Cubic edge-transitive bi-$p$-metacirculant

TL;DR

This paper characterizes the automorphism groups of connected cubic edge-transitive bi-p-metacirculants, revealing their existence only for p=3, and classifies certain bi-Cayley graphs, leading to the construction of an infinite family of cubic semisymmetric graphs.

Contribution

It provides a complete characterization of automorphism groups of these graphs and classifies them over specific groups, introducing new infinite families of semisymmetric graphs.

Findings

Connected cubic edge-transitive bi-p-metacirculants exist only for p=3.

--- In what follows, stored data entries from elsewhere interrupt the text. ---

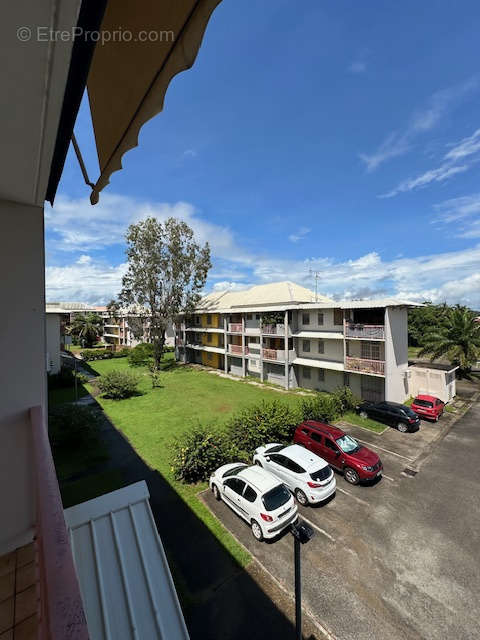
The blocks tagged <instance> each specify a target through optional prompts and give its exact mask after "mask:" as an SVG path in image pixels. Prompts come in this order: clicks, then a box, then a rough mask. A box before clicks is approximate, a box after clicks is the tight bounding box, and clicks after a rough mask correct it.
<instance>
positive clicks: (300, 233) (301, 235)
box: [288, 227, 311, 242]
mask: <svg viewBox="0 0 480 640" xmlns="http://www.w3.org/2000/svg"><path fill="white" fill-rule="evenodd" d="M310 231H311V229H309V228H308V227H300V229H298V231H295V233H292V234H290V235H289V236H288V239H289V240H290V242H300V240H303V239H304V238H305V237H306V236H307V235H308V234H309V233H310Z"/></svg>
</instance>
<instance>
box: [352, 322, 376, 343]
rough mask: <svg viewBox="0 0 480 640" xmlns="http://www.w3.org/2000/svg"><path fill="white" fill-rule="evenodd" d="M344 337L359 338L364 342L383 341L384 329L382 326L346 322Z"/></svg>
mask: <svg viewBox="0 0 480 640" xmlns="http://www.w3.org/2000/svg"><path fill="white" fill-rule="evenodd" d="M345 337H347V338H360V339H364V340H368V339H374V340H375V339H376V340H384V339H385V327H384V326H383V324H359V323H356V322H346V323H345Z"/></svg>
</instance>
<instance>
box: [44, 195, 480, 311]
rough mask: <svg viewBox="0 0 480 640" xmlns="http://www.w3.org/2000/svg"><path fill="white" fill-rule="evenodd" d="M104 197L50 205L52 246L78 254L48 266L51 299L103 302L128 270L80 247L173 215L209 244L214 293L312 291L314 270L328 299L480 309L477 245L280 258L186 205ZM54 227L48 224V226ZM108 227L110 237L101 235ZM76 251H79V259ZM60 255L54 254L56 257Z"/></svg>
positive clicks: (455, 201) (64, 201)
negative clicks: (360, 299) (300, 286)
mask: <svg viewBox="0 0 480 640" xmlns="http://www.w3.org/2000/svg"><path fill="white" fill-rule="evenodd" d="M103 200H104V203H103V209H102V207H100V206H98V207H91V206H90V205H89V204H88V205H87V204H85V203H84V202H83V201H72V200H66V201H65V200H64V203H65V202H66V205H65V204H64V205H63V206H59V205H56V206H55V209H54V210H53V211H51V212H50V215H51V216H52V217H56V222H55V225H56V228H57V229H59V231H58V232H57V237H58V238H59V240H58V242H57V244H58V243H66V246H67V248H69V249H75V250H76V255H75V257H74V258H73V259H72V263H71V264H67V265H65V266H48V267H47V271H46V280H47V296H48V299H49V300H68V299H71V300H79V301H88V302H108V300H110V299H111V298H112V297H114V296H115V295H116V294H118V292H119V290H120V286H121V278H122V275H123V273H124V272H125V269H126V265H125V264H117V265H111V264H108V263H107V262H106V261H105V259H98V258H96V257H95V255H99V252H97V253H96V254H94V255H92V250H90V249H89V250H88V253H87V250H85V249H84V248H83V245H84V244H88V245H93V246H94V247H97V248H103V249H105V248H108V247H109V246H110V245H111V244H118V243H120V242H121V241H122V239H123V234H124V232H125V229H126V227H127V226H128V224H129V223H131V222H133V221H136V220H138V219H140V218H141V217H144V216H145V215H156V216H157V217H159V218H163V217H167V216H168V215H179V216H180V217H182V219H184V220H185V221H186V222H187V223H188V224H190V225H191V226H192V227H193V228H194V230H195V232H196V234H197V237H198V238H199V240H200V241H202V242H203V241H205V240H209V241H210V242H211V247H212V258H213V260H212V261H213V264H214V267H213V269H212V272H211V276H210V278H209V283H210V288H212V287H214V288H215V290H222V289H225V288H229V289H233V290H235V289H240V288H246V287H247V286H250V285H251V284H258V283H267V282H274V281H278V280H293V281H294V282H298V283H299V284H303V285H304V286H307V287H310V288H312V287H313V281H312V278H311V276H310V275H309V272H310V270H314V271H318V272H320V278H319V282H318V290H319V291H320V292H322V293H325V294H327V295H330V296H334V295H335V296H336V297H340V298H342V297H372V296H377V297H378V296H379V295H381V296H384V295H389V296H397V297H403V298H412V299H415V300H422V299H425V298H432V299H435V300H442V299H446V300H447V301H448V302H451V303H455V302H461V303H465V304H470V305H472V306H474V307H479V308H480V287H478V278H477V276H478V274H479V273H480V245H478V246H475V247H473V248H470V249H465V250H462V251H452V252H446V253H443V254H437V255H427V256H417V257H414V258H405V257H397V258H394V259H392V260H384V259H383V258H382V256H381V255H380V254H379V253H378V252H375V251H372V252H368V253H366V254H364V255H359V256H357V257H354V258H352V259H349V260H343V261H339V260H336V259H334V258H331V257H325V256H322V257H315V256H313V257H309V258H306V259H304V260H297V259H290V258H289V257H288V255H287V256H285V255H284V254H280V255H281V257H275V256H273V257H272V256H269V255H266V254H255V253H249V252H248V251H245V250H243V249H242V248H241V247H240V246H239V243H238V240H237V238H236V237H235V235H234V233H233V232H232V231H231V230H229V229H228V228H226V227H222V226H220V225H215V224H212V223H210V222H207V221H206V220H204V219H203V218H202V216H201V215H200V213H199V212H198V211H197V210H196V209H195V207H194V206H193V205H191V204H188V203H177V204H168V203H160V204H158V203H157V204H155V203H144V202H139V201H135V200H133V199H131V198H124V197H123V196H118V195H114V194H109V197H108V198H106V197H105V196H104V198H103ZM479 203H480V197H479V196H469V197H468V199H467V198H464V199H454V200H449V201H446V202H445V203H440V205H438V207H439V208H438V209H437V211H438V214H439V215H446V216H452V215H455V213H454V212H459V213H458V215H460V213H461V215H464V216H469V215H471V216H473V215H474V213H475V212H476V211H477V210H478V206H480V205H479ZM87 206H88V209H86V207H87ZM75 212H77V215H75ZM87 212H88V214H89V215H87ZM103 217H105V219H103ZM466 219H469V218H466ZM52 224H53V223H52V222H51V221H50V222H49V226H50V229H51V226H52ZM103 225H105V229H104V228H103ZM76 226H80V228H81V229H82V232H81V233H82V238H83V240H82V242H81V243H80V246H81V247H82V248H80V246H79V244H71V243H70V238H71V237H73V234H75V233H76V232H75V227H76ZM108 228H110V236H111V237H109V236H108V234H107V230H108ZM472 229H473V227H472ZM96 231H99V233H100V236H101V238H100V239H99V238H95V233H96ZM472 233H473V232H472ZM471 237H474V236H473V235H472V236H471ZM112 238H114V239H115V241H114V242H113V240H112ZM55 247H56V243H55V241H54V240H52V239H50V240H49V241H48V244H47V248H48V254H49V255H53V254H54V253H55V251H54V249H55ZM63 248H65V246H64V247H63ZM79 251H81V252H83V253H81V254H80V256H79V257H78V253H79ZM60 255H63V256H64V257H65V256H66V255H68V254H67V253H65V252H62V253H60ZM101 255H103V254H101ZM58 256H59V252H56V257H57V258H58ZM442 296H443V297H442Z"/></svg>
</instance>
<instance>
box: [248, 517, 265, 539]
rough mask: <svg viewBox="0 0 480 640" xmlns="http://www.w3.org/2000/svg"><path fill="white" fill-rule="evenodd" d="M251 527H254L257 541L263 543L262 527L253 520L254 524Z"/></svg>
mask: <svg viewBox="0 0 480 640" xmlns="http://www.w3.org/2000/svg"><path fill="white" fill-rule="evenodd" d="M250 526H251V527H252V533H253V537H254V538H255V540H258V541H259V542H261V541H262V540H263V532H262V527H261V526H260V525H259V524H258V522H257V521H256V520H252V523H251V525H250Z"/></svg>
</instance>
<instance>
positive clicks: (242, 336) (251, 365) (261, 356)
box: [175, 282, 412, 402]
mask: <svg viewBox="0 0 480 640" xmlns="http://www.w3.org/2000/svg"><path fill="white" fill-rule="evenodd" d="M409 306H412V304H411V303H409V302H406V301H405V302H399V301H396V300H395V301H394V300H388V299H383V300H368V301H354V300H352V301H345V300H344V301H341V302H335V301H333V300H331V299H329V298H326V297H325V296H321V295H318V296H315V294H314V293H313V292H312V291H310V290H309V289H306V288H304V287H301V286H299V285H297V284H295V283H292V282H278V283H274V284H268V285H259V286H256V287H252V288H251V289H249V290H246V291H241V292H221V293H213V294H210V295H208V296H206V297H205V298H203V299H202V301H201V302H200V304H199V306H198V308H197V309H196V311H195V313H194V314H192V315H190V316H184V317H181V318H179V319H178V322H177V323H176V327H175V328H176V338H175V345H176V357H177V359H178V360H180V361H183V362H193V363H198V364H203V365H206V366H209V367H213V368H216V369H220V370H222V371H224V372H225V373H229V374H233V375H238V376H242V377H246V376H249V377H252V378H258V379H259V380H261V381H268V382H272V383H275V384H278V385H281V386H283V387H284V388H285V389H294V388H297V387H302V388H306V389H314V390H318V391H333V390H334V389H336V388H338V387H341V386H344V385H346V386H349V387H350V388H351V389H352V391H353V392H354V393H355V394H357V395H358V396H360V397H362V398H364V399H366V400H372V401H380V400H384V399H385V400H391V401H396V402H402V401H403V400H405V398H406V397H407V396H408V375H409V373H408V343H407V309H408V307H409Z"/></svg>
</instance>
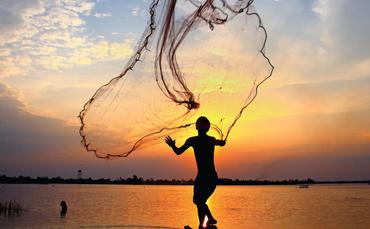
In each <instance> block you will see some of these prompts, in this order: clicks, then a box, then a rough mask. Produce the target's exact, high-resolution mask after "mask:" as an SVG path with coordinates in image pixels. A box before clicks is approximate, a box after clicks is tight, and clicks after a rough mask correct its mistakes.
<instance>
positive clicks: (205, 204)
mask: <svg viewBox="0 0 370 229" xmlns="http://www.w3.org/2000/svg"><path fill="white" fill-rule="evenodd" d="M206 206H207V205H206V204H205V203H198V204H197V208H198V219H199V228H202V225H203V222H204V218H205V216H206V214H207V212H206V211H207V209H206Z"/></svg>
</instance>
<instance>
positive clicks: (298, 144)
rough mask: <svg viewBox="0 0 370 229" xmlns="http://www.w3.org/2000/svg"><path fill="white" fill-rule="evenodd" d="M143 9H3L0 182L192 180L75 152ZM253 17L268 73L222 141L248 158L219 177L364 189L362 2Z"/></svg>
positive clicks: (1, 76)
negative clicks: (283, 178) (272, 68)
mask: <svg viewBox="0 0 370 229" xmlns="http://www.w3.org/2000/svg"><path fill="white" fill-rule="evenodd" d="M149 5H150V1H149V0H147V1H141V0H125V1H108V0H100V1H88V0H79V1H41V0H27V1H6V0H3V1H0V17H1V21H0V111H1V112H0V120H1V121H0V174H1V173H4V174H9V175H21V174H23V175H62V176H74V174H75V171H76V170H77V169H78V168H83V170H84V171H89V172H88V174H90V175H91V176H95V177H99V176H111V177H117V176H123V177H125V176H126V175H127V176H131V175H132V174H133V173H136V174H138V175H142V176H146V177H148V176H151V175H154V176H155V177H167V174H169V173H170V172H172V173H171V174H173V176H175V177H178V178H189V177H191V176H192V174H193V170H194V167H192V166H194V165H192V166H190V167H189V168H185V167H183V166H181V165H182V164H181V163H182V162H181V161H179V160H177V159H176V158H172V157H169V156H167V153H158V154H157V155H158V156H156V157H154V156H148V155H147V154H145V153H139V154H137V155H133V157H132V158H127V159H122V160H114V161H101V160H98V159H96V158H95V157H94V156H93V155H90V154H88V153H87V152H85V151H84V150H83V148H82V147H81V145H80V143H79V140H80V139H79V136H78V133H77V131H78V120H77V118H76V116H77V114H78V112H79V111H80V109H81V107H82V105H83V103H84V102H85V101H86V100H87V99H88V98H89V97H90V96H91V95H92V93H93V92H94V91H95V90H96V89H97V88H98V87H99V86H100V85H101V84H103V83H105V82H107V80H109V79H110V78H112V77H114V76H116V75H117V74H119V73H120V71H121V70H122V68H123V67H124V65H125V63H126V61H127V60H128V58H129V57H130V56H131V55H132V53H133V51H134V50H135V45H136V43H137V40H138V39H139V38H140V36H141V33H142V31H143V30H144V29H145V26H146V25H147V20H148V11H147V9H148V7H149ZM255 7H256V9H257V12H259V13H260V15H261V17H262V19H263V23H264V25H265V26H266V29H267V31H268V35H269V38H268V43H267V47H266V52H267V54H268V56H269V57H270V58H271V59H272V61H273V63H274V65H275V67H276V70H275V73H274V75H273V77H272V78H271V80H270V81H269V82H268V83H267V84H266V85H264V87H263V88H262V93H261V94H260V95H259V97H258V99H257V100H256V102H255V103H254V105H253V106H252V107H251V109H250V110H249V112H250V114H251V115H250V116H246V117H245V118H244V119H243V120H241V122H240V124H239V126H238V130H236V131H239V132H243V131H244V130H247V131H246V132H247V134H246V135H245V136H244V137H236V138H235V140H234V141H233V142H230V146H229V147H230V148H229V150H228V151H230V154H231V156H230V158H237V157H240V156H241V155H246V156H245V157H244V156H243V157H242V158H243V160H241V161H240V160H237V161H235V160H231V159H230V158H227V157H226V156H223V155H221V156H220V159H219V168H220V173H221V175H223V176H228V177H240V178H256V177H258V176H259V175H260V174H261V171H266V168H269V169H267V170H268V171H271V172H270V174H267V175H266V176H267V178H279V179H280V178H289V175H290V174H296V175H297V177H308V176H312V177H314V178H317V179H368V178H369V177H368V174H370V171H369V169H370V152H369V146H370V123H369V121H368V119H367V118H366V117H368V116H369V115H370V90H369V88H370V43H369V42H368V39H369V37H370V18H369V17H370V16H369V14H368V12H369V11H370V3H369V1H366V0H357V1H349V0H307V1H306V0H256V1H255ZM251 128H252V129H253V128H254V130H256V132H255V134H254V135H253V134H252V133H250V132H251V131H249V130H250V129H251ZM262 136H263V137H262ZM292 136H294V138H293V137H292ZM265 138H267V139H269V143H270V144H268V145H269V146H268V147H264V146H263V145H266V144H264V143H263V142H262V139H265ZM256 142H257V143H258V144H257V143H256ZM241 143H243V144H244V145H242V146H243V147H241V146H240V145H241ZM256 144H257V145H256ZM241 148H243V149H245V150H241ZM165 149H166V148H165V147H164V146H158V148H155V150H156V151H159V152H163V151H164V150H165ZM152 150H154V149H152ZM149 151H150V149H149ZM242 151H243V152H242ZM244 151H247V154H245V152H244ZM266 152H269V153H266ZM168 154H169V153H168ZM184 160H185V161H186V163H188V164H191V162H190V161H191V160H192V158H191V156H189V157H187V156H185V159H184ZM323 161H325V162H323ZM148 164H150V165H153V166H152V167H151V168H148V166H147V165H148ZM41 165H44V166H41ZM144 165H146V166H144ZM176 168H179V169H178V170H176V172H174V171H173V170H174V169H176ZM317 171H320V173H319V172H317Z"/></svg>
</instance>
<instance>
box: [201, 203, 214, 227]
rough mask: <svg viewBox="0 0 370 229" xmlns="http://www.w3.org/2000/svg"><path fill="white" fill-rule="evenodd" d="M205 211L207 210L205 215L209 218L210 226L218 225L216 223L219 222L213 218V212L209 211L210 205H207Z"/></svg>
mask: <svg viewBox="0 0 370 229" xmlns="http://www.w3.org/2000/svg"><path fill="white" fill-rule="evenodd" d="M204 210H205V214H206V215H207V217H208V220H209V224H216V223H217V220H216V219H215V218H214V217H213V215H212V213H211V211H210V210H209V208H208V205H207V204H205V208H204Z"/></svg>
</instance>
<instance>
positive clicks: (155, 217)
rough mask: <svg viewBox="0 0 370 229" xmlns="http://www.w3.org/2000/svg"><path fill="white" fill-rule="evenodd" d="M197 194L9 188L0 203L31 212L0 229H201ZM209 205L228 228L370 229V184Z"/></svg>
mask: <svg viewBox="0 0 370 229" xmlns="http://www.w3.org/2000/svg"><path fill="white" fill-rule="evenodd" d="M192 195H193V189H192V186H141V185H138V186H127V185H10V184H9V185H8V184H5V185H4V184H3V185H1V186H0V201H8V200H16V201H17V202H19V203H20V204H22V205H23V206H24V207H25V208H26V209H27V211H26V212H24V213H22V214H20V215H19V216H12V217H8V216H4V215H0V228H14V227H18V228H24V227H26V226H27V227H29V228H183V227H184V225H190V226H192V227H193V228H196V226H197V224H198V220H197V214H196V207H195V205H194V204H193V203H192ZM61 200H65V201H66V202H67V205H68V212H67V215H66V217H65V218H61V217H60V215H59V211H60V207H59V203H60V201H61ZM209 207H210V209H211V211H212V212H213V214H214V216H215V218H216V219H217V220H218V225H219V226H218V227H219V228H222V229H225V228H226V229H228V228H231V229H233V228H236V229H237V228H369V225H370V217H369V212H370V186H369V185H313V186H310V188H308V189H299V188H297V187H296V186H219V187H217V189H216V191H215V193H214V195H213V196H212V198H211V199H210V200H209Z"/></svg>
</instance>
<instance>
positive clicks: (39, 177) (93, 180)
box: [0, 175, 370, 185]
mask: <svg viewBox="0 0 370 229" xmlns="http://www.w3.org/2000/svg"><path fill="white" fill-rule="evenodd" d="M369 182H370V180H358V181H315V180H313V179H310V178H308V179H305V180H298V179H289V180H239V179H228V178H219V179H218V185H298V184H347V183H369ZM0 183H1V184H129V185H193V184H194V180H193V179H189V180H184V179H181V180H176V179H172V180H168V179H153V178H151V179H144V178H142V177H138V176H136V175H133V176H132V177H129V178H126V179H124V178H121V177H120V178H118V179H109V178H99V179H93V178H91V177H90V178H81V179H74V178H62V177H51V178H49V177H36V178H33V177H30V176H18V177H9V176H6V175H1V176H0Z"/></svg>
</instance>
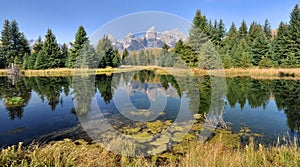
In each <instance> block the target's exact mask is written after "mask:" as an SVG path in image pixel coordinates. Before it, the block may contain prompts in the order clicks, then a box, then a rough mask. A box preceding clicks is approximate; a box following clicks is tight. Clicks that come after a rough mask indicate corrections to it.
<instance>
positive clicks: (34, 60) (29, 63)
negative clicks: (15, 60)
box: [26, 53, 38, 69]
mask: <svg viewBox="0 0 300 167" xmlns="http://www.w3.org/2000/svg"><path fill="white" fill-rule="evenodd" d="M37 56H38V53H31V54H30V55H29V57H28V60H27V66H26V67H27V69H35V66H34V65H35V61H36V58H37Z"/></svg>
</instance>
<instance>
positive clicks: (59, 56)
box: [42, 29, 61, 68]
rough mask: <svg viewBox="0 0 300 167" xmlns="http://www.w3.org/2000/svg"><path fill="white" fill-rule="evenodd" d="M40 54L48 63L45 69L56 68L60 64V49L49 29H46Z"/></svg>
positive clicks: (54, 37)
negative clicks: (44, 58) (41, 55)
mask: <svg viewBox="0 0 300 167" xmlns="http://www.w3.org/2000/svg"><path fill="white" fill-rule="evenodd" d="M42 52H43V54H44V56H46V57H47V59H48V63H47V65H46V67H47V68H57V67H59V64H60V62H61V60H60V49H59V46H58V44H57V41H56V37H55V35H54V34H53V33H52V30H51V29H48V31H47V33H46V35H45V40H44V44H43V49H42Z"/></svg>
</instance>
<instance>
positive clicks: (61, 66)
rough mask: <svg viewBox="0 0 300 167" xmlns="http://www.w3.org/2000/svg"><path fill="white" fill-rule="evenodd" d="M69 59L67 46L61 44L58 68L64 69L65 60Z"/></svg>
mask: <svg viewBox="0 0 300 167" xmlns="http://www.w3.org/2000/svg"><path fill="white" fill-rule="evenodd" d="M68 57H69V48H68V46H67V44H65V43H64V44H63V45H62V46H61V49H60V57H59V58H60V60H61V61H60V64H59V67H66V66H67V63H68V62H67V59H68Z"/></svg>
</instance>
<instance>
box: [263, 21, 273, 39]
mask: <svg viewBox="0 0 300 167" xmlns="http://www.w3.org/2000/svg"><path fill="white" fill-rule="evenodd" d="M264 32H265V35H266V37H267V39H268V40H269V41H271V40H272V29H271V25H270V22H269V20H268V19H266V20H265V24H264Z"/></svg>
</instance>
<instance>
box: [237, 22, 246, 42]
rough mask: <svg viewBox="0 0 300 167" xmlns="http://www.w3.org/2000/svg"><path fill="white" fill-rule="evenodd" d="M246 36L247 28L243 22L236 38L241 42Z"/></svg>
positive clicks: (239, 28)
mask: <svg viewBox="0 0 300 167" xmlns="http://www.w3.org/2000/svg"><path fill="white" fill-rule="evenodd" d="M247 36H248V28H247V24H246V22H245V20H243V21H242V24H241V26H240V28H239V32H238V38H239V40H241V39H242V38H244V39H246V38H247Z"/></svg>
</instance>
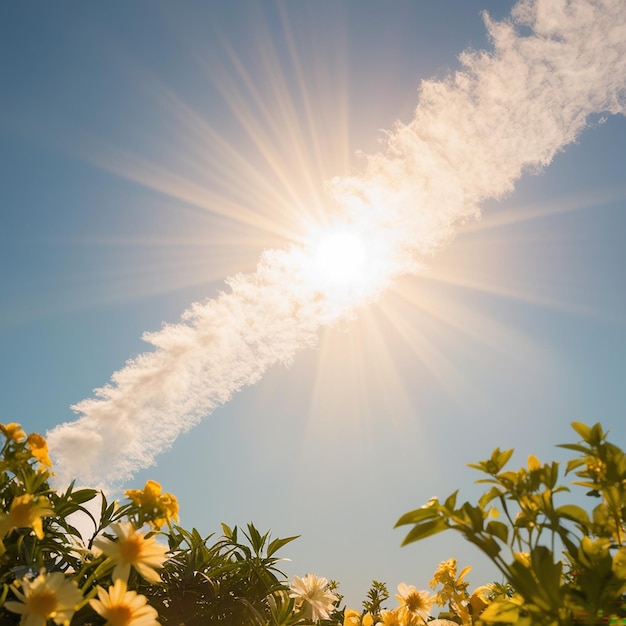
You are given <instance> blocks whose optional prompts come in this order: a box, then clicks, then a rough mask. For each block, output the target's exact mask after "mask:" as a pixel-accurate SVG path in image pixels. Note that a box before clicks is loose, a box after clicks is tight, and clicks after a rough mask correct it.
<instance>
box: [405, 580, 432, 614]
mask: <svg viewBox="0 0 626 626" xmlns="http://www.w3.org/2000/svg"><path fill="white" fill-rule="evenodd" d="M396 598H397V599H398V602H400V605H401V608H402V609H404V610H405V611H406V612H407V613H409V615H410V617H411V618H413V617H415V618H417V619H418V622H419V621H421V622H426V620H427V619H428V616H429V615H430V607H431V606H432V605H433V602H434V601H435V598H434V597H432V596H431V595H430V594H429V593H428V591H418V590H417V589H416V588H415V587H413V585H407V584H405V583H400V584H399V585H398V593H397V594H396Z"/></svg>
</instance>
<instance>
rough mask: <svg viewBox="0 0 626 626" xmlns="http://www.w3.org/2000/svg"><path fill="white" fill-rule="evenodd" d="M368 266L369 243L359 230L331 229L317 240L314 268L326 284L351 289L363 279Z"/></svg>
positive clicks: (320, 281)
mask: <svg viewBox="0 0 626 626" xmlns="http://www.w3.org/2000/svg"><path fill="white" fill-rule="evenodd" d="M365 265H366V252H365V244H364V242H363V240H362V238H361V237H360V236H359V235H358V234H357V233H355V232H350V231H349V230H346V229H336V230H331V231H330V232H329V233H327V234H326V235H324V236H323V237H322V238H321V239H320V240H319V241H318V243H317V245H316V247H315V250H314V253H313V270H314V272H315V273H316V275H317V278H318V280H319V282H320V284H321V285H322V286H326V287H327V288H333V289H334V288H337V289H341V288H350V286H351V285H354V284H355V283H357V282H358V281H359V280H362V279H363V272H364V270H365Z"/></svg>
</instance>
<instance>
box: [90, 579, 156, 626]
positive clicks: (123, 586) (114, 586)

Classified bi-Cayley graphs over inner-abelian metacyclic 3-groups.

Constructed the first infinite family of cubic semisymmetric graphs of order twice a 3-power.

Abstract

A graph is said to be a bi-Cayley graph over a group H if it admits H as a group of automorphisms acting semiregularly on its vertices with two orbits. For a prime p, we call a bi-Cayley graph over a metacyclic p-group a bi-p-metacirculant. In this paper, the automorphism group of a connected cubic edge-transitive bi-p-metacirculant is characterized for an odd prime p, and the result reveals that a connected cubic edge-transitive bi-p-metacirculant exists only when p=3. Using this, a classification is given of connected cubic edge-transitive bi-Cayley graphs over an inner-abelian metacyclic 3-group. As a result, we construct the first known infinite family of cubic semisymmetric graphs of order twice a 3-power.